Regarding the lower degree of stem subsidence in the tapered wedge stem group than in the fit-and-fill stem group observed in our study, a recent comparative study mentioned that tapered wedge stems are designed to achieve more congruent cortical fit in the coronal plane and have demonstrated excellent long-term results of 25 years with a small 1.4% loosening rate [28, 31]. We consider that mediolateral cortical bone quality at the level of initial fixation in the tapered wedge stem (bellow the lesser trochanter) is better than that in the fit-and-fill stem (above the lesser trochanter) (Fig. 2) in the majority of Dorr type C femurs, which may be related to the differences in the degree of subsidence between the two groups in this study. Additionally, the tapered wedge stem may have the advantage of more accurate stem size prediction in preoperative three-dimensional (3D) planning, since the mediolateral cortical bone is clear compared to fit-and-fill stem (Fig. 2).

There were several limitations to the current study. First, this study was not prospective and randomized. Therefore, the precise effect of the type of stem on subsidence after THA in Dorr type C femurs should be further confirmed in a randomized controlled study. Second, the number of patients with more than 3 mm subsidence after THA was small, and a small sample size might have decreased the statistical reliability of our study. A multicenter study with a large sample size could provide more accurate and statistically reliable results. However, with a larger sample size, the number of surgeons would vary widely, which could make the analysis less precise.
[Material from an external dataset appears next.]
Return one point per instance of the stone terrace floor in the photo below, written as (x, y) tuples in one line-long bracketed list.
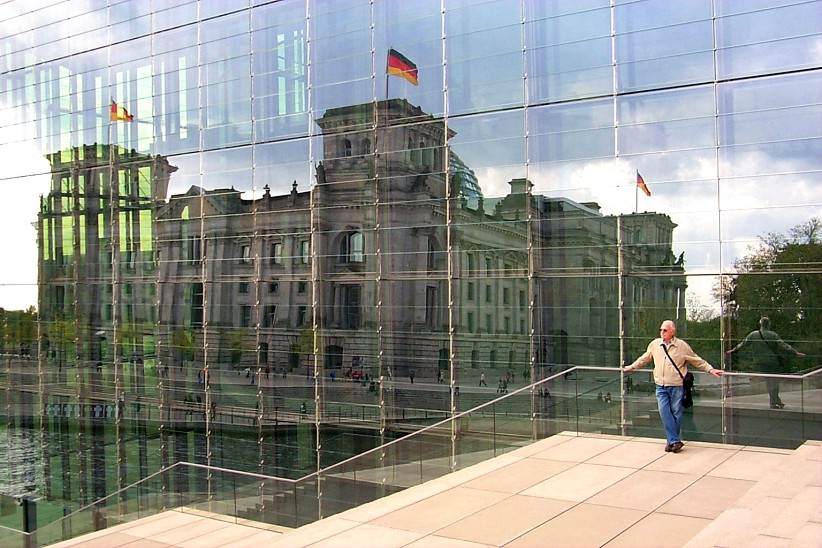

Third, this study evaluated stem subsidence only early (up to 6W) after surgery in both fit-and-fill and tapered wedge stems, although Dalury et al. reported that subsidence was apparent at 6 weeks and remained stable at an average of 6 years of follow-up [24]. Finally, the implants used in this study are not commonly used globally.

Conclusion

Our findings suggest that cementless stems can be used safely for THA, even for Dorr type C femurs. In addition, the tapered wedge stem appears to be more suitable for Dorr type C femurs than the fit-and-fill stem to avoid early postoperative subsidence in cementless THA.